Je l’ai découvert au début des années 1970. Avec Mario. On
arrivait à Modène, la première soirée était consacrée aux tortellini que ses
sœurs avaient passé la journée à préparer, servis avec une crème épaisse
parfumée aux champignons des bois après cuisson dans un bouillon qui sentait
les rives du Po.
Le lendemain matin, c’était visite au Consorzio où un de ses
beaux-frères occupait de hautes fonctions. Je n’ai jamais su le nom exact. En
gros, c’était le Consortium des producteurs de vinaigre balsamique lequel, tout
le monde sait ça, est une production modénaise. Comme Ferrari. Et comme
Pavarotti.
Là, dans les boiseries classiques d’un bureau de bon aloi,
on apportait à Mario un flacon qui ressemblait à un gros testicule vautré dans
un écrin façon Mauboussin, adorné d‘un numéro qui proclamait sa singularité, et
bien rempli du nectar pourpre. Et je voyais Mario payer avec ravissement une
somme qui me semblait indécente pour un vinaigre. Faut dire qu’à Bayonne, le
vinaigre, c’était Tête Noire (de Bordeaux).

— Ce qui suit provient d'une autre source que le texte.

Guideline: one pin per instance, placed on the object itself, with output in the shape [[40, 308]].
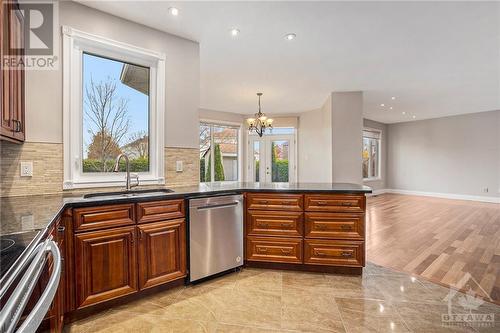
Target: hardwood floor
[[438, 239]]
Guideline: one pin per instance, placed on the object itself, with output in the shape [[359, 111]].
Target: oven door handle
[[15, 305]]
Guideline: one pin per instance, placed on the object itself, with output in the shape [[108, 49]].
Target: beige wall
[[454, 155], [347, 126], [44, 88], [379, 184]]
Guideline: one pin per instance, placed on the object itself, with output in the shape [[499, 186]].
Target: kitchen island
[[117, 247]]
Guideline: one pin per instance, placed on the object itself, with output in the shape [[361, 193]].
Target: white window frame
[[240, 152], [379, 162], [75, 43]]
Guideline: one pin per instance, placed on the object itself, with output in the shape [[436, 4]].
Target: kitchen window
[[371, 154], [219, 152], [113, 97]]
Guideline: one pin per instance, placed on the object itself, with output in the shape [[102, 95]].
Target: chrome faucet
[[128, 183]]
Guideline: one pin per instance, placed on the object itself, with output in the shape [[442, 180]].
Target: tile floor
[[257, 300]]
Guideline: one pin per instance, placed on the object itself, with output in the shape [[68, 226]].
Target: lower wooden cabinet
[[105, 265], [162, 252], [274, 249], [334, 252]]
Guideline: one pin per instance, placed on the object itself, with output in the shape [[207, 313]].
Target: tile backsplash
[[47, 161]]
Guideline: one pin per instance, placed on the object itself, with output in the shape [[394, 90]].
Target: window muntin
[[116, 112], [219, 152], [371, 154]]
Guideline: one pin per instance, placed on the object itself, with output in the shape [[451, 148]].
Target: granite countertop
[[31, 216]]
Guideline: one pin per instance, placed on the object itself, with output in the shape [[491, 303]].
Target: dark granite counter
[[38, 212]]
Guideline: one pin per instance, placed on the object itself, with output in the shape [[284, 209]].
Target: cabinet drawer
[[267, 223], [160, 210], [269, 249], [334, 225], [335, 203], [338, 253], [271, 201], [93, 218]]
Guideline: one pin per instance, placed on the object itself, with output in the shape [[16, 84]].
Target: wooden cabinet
[[105, 264], [334, 253], [159, 210], [268, 223], [335, 203], [95, 218], [12, 80], [279, 250], [334, 225], [272, 201], [162, 252]]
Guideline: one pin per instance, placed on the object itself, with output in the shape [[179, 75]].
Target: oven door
[[44, 255]]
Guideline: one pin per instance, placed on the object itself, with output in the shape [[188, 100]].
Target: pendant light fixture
[[260, 122]]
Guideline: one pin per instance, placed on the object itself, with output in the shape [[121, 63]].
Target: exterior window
[[113, 103], [115, 114], [371, 154], [219, 153]]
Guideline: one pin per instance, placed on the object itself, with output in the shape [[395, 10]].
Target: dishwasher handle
[[15, 305], [214, 206]]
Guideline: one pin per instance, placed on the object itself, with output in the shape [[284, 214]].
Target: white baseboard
[[440, 195]]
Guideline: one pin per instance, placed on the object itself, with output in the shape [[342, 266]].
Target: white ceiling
[[436, 58]]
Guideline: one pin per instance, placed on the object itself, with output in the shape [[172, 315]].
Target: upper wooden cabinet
[[162, 252], [12, 81]]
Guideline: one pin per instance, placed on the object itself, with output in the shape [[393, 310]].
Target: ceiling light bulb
[[173, 11]]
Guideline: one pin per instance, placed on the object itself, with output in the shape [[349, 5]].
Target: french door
[[271, 159]]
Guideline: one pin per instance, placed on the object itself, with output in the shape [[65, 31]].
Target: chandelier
[[260, 122]]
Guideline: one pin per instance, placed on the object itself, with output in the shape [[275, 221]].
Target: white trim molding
[[440, 195], [75, 43]]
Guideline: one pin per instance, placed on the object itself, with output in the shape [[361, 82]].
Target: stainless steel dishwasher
[[215, 235]]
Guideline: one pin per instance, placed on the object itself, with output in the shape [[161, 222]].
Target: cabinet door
[[162, 252], [105, 264]]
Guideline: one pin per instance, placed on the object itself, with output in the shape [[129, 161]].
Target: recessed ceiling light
[[173, 11], [235, 32]]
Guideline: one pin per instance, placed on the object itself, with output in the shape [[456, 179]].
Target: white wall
[[44, 88], [347, 127], [379, 184], [314, 160], [457, 155]]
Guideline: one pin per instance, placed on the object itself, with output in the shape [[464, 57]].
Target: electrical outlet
[[27, 169], [178, 166]]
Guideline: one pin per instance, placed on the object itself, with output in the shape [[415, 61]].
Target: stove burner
[[6, 244]]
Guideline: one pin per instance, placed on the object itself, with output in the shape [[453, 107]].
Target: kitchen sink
[[128, 194]]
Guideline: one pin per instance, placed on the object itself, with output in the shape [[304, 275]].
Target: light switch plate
[[178, 166], [27, 169]]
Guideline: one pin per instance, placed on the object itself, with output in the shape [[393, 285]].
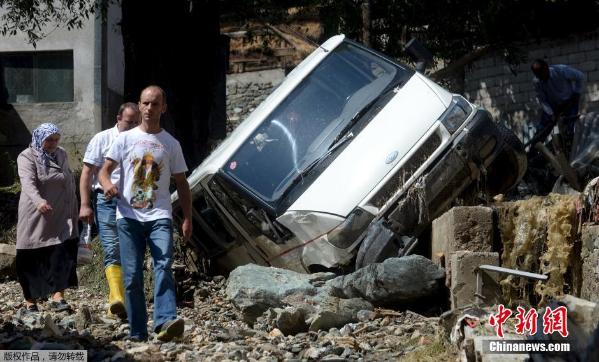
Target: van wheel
[[379, 244]]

La première fois, je m’étais étonné
et vlan ! j’avais pris un cours de balsamique, comme quoi c’était le
meilleur vinaigre du monde et qu’avec une goutte (deux si t’étais dispendieux)
tu parfumais tout un saladier. Même un gros. Et donc Mario payait cher sa
consommation de l’année. Et puis cher…. Faut relativiser. Mario était
raisonnable. Il achetait rarement des vinaigres avec plus de vingt ans
d‘élevage. Les très grands crus pouvaient avoir été élevés pendant un siècle.

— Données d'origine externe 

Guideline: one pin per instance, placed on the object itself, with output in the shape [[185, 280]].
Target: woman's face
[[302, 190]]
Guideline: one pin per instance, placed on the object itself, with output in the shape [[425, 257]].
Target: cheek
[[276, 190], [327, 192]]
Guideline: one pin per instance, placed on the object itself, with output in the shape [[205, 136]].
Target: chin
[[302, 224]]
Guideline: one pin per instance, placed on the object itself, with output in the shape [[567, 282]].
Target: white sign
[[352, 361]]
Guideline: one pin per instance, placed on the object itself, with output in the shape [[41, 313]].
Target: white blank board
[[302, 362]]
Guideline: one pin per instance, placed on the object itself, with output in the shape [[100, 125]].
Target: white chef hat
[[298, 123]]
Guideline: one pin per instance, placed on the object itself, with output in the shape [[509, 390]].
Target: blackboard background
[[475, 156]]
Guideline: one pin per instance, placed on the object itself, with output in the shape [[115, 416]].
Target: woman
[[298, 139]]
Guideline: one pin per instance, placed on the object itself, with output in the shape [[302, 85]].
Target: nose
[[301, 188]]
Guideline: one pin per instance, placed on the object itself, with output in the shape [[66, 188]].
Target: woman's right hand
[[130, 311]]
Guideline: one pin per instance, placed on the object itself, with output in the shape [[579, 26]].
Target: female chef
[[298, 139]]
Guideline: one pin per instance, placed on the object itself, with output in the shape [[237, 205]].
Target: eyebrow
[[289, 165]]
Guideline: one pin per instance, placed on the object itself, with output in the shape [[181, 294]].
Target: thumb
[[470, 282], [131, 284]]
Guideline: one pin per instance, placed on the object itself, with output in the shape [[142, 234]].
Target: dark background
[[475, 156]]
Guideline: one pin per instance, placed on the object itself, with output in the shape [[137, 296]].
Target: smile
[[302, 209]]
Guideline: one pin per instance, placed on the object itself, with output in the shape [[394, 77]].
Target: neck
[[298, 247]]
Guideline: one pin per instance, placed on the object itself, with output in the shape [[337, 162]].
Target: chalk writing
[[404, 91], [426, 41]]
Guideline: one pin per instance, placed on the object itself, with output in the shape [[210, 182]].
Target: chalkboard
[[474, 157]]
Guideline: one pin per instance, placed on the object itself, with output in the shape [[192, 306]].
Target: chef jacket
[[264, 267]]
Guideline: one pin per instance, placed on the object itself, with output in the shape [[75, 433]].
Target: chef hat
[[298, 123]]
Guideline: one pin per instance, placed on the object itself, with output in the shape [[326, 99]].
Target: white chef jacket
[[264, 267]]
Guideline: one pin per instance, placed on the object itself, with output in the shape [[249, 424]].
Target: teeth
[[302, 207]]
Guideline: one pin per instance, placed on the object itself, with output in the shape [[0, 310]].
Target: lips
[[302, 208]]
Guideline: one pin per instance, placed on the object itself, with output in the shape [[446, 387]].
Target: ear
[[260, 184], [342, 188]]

Pour du vinaigre ! Vous demandez pas pourquoi l’Emilie est considérée
comme la plus grande région gastronomique de la péninsule.
Après…. Ça se gâte. Les industriels comprennent le potentiel
« marketing » du balsamique. Original, exotique, prix élevé et donc
marges assurées, discours traditionnaliste avéré, toutes les conditions de la
destruction sont réunies. Surtout qu’avec les aromes artificiels, on peut
facilement torcher un ersatz. Bon, pour le testicule verrier et le numéro de
garantie, vous repasserez…. Mais à 4 euro la bouteille chez Maille, vous allez
pas, en plus, avoir des exigences. Vous avez le droit de dire à vos
convives : « Moi, je fais tout au balsamique, c’est le meilleur
vinaigre du monde ». Comme ils sont aussi incultes que vous, c’est pas
grave et ça passe. A 4 euros, c'est pas cher la couronne.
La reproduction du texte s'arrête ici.